The press attaché notified news organizations that the ambassador’s son would be making a short speech. James Seymour, the ambassador’s aide, prepared elaborate notes for the event, including Bobby’s little speech (“All the temples I’ve read about in history books are very old … but this ‘Temple of Youth’ is awfully young”). On the appointed evening, Bobby pulled a crumpled, penciled note out of his pocket and read what appears to have been his own remarks, not Seymour’s version of what a boy scarcely a teenager should say (“Many years from now, when we are very old, this Temple of Youth will still be standing to bring happiness to many English children”).
Young Bobby already understood that part of his role in life was to take the work of others and by his own subtle infusions make it his own. He was a boyish mixture of shyness and confidence. When the seventeen-year-old Japanese representative found herself next to the eleven-year-old daughter of the Chinese ambassador, there was deadly quiet, and the event risked becoming not a celebration of the commonality of children but a minor diplomatic incident between children of the two warring Asian nations. “I wonder shall we all be here to see Her Majesty perform the opening on May 20?” Bobby asked, his innocent query giving the two young women a neutral matter to discuss.
Even six-year-old Teddy realized that he was not just a boy. His parents told him that wherever he went he had to remember that he was the son of the ambassador to the Court of St. James’s. That was a burden his older brothers had not had.

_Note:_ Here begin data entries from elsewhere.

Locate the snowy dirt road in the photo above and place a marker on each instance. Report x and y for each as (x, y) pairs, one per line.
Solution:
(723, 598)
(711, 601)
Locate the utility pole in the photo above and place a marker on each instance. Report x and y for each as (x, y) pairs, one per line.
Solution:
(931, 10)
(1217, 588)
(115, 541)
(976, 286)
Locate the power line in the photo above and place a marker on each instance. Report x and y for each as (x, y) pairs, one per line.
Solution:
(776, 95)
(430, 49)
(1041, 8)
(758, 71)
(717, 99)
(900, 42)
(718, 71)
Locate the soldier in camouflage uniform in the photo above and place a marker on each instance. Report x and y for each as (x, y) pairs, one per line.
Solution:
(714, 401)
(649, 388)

The little boy was living two lives, his own and his father’s glorified idea of him. He came home from school one day and asked his mother for permission to punch a classmate. “Why?” Rose asked, believing that in the pantheon of virtues, civility stood below only godliness. “Well, he’s been hitting me every day, and you tell me I can’t get into fights because Dad is the ambassador.” After a family discussion, Ted was told that this once he could strike back at his tormentor.
In what would prove to be the last summer of peace, Joe Jr. headed out once again across Europe, a footloose, privileged witness to his times. He was frequently an insightful, prophetic observer. In Germany he saw that the people were largely united behind Hitler and that “there is only one thing that the Germans understand and that is force. All attempts at conciliation are taken as signs of weakness, and furthermore are used as propaganda by the Germans to convince the smaller countries that the English won’t fight.”
Joe Jr. may have been his father’s son, but in these dispatches he did not simply parrot his father’s isolationist views. He had a young man’s rage at the hypocrisies of the world, and he pointed them out in passionate detail. Europe was full of ethnic loathing. Hitler was the primary architect of malevolence, but there were others building their bonfires of hate across the ancient landscape. This world might suck America into all its malice and complexities.
Joe Jr. raged against Roosevelt’s hypocrisy, egging Britain on from a safe distance. He was not, however, the cocksure, often arrogant young man of two years before. He was even willing to consider a policy unthinkable to the ambassador to the Court of St. James’s. Joe Jr. concluded one dispatch: “I had always thought that we should stay out of war and that being a rich nation we can live by ourselves … but if we can’t … then I think we should have a real policy in Europe entirely fitting for the greatest power in the world rather than a half-hearted, namby pamby policy skipping one way then to the other so no one knows what will happen if their [sic] is a war.”